Quant au complot même dont Robespierre et le peuple furent les victimes, Vadier et Barère en furent absolument les auteurs ou les complices. Ces deux hommes ainsi que Collot, Billaud, Amar, Élie Lacoste, s’associèrent aux Dantonistes, leurs ennemis, pour culbuter Maximilien, mais dès que celui-ci eut succombé, la lutte se renouvela entre eux et les immoraux qui finirent par les écraser. (Note de Buonarroti.)

[4] C’est-à-dire semi-amical de la part de Vadier, l'amitié véritable et l’effusion du cœur, je les ai trouvées chez sa femme.

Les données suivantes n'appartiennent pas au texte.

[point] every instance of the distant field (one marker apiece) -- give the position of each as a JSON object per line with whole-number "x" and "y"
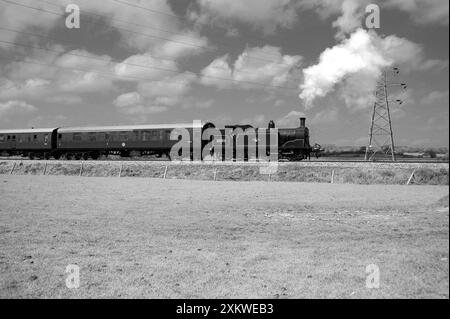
{"x": 155, "y": 238}
{"x": 306, "y": 171}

Vadier un moment après notre réunion fut saisi d’un mouvement d’avarice et, craignant que je ne leur demandasse de l’argent, il s'empressa de me déclarer sans préambule et sans y être provoqué que l’état de ses fortunes (sic) le mettoit dans l’impossibilité de me secourir. (Note de Buonarroti.)

[5] Allusion à Chabot, Basire, Delaunay d’Angers, Julien de Toulouse.

[6] Perrin de l’Aube, Courtois, etc.

[7] Osselin, Danton.

[8] Hérault de Séchelles, Thibaudeau.

[9] Vadier en convient lui-même à la fin de son mémoire : « On sait que cette farce comico-fanatico-religieuse fut suivie d’assez près de la scission qui s’éleva dans le Comité de Salut public par l’absence de Robespierre qui s’en sépara pour concerter son triumvirat avec ses adjoints Couthon et Saint-Just. » Robiquet, p. 324.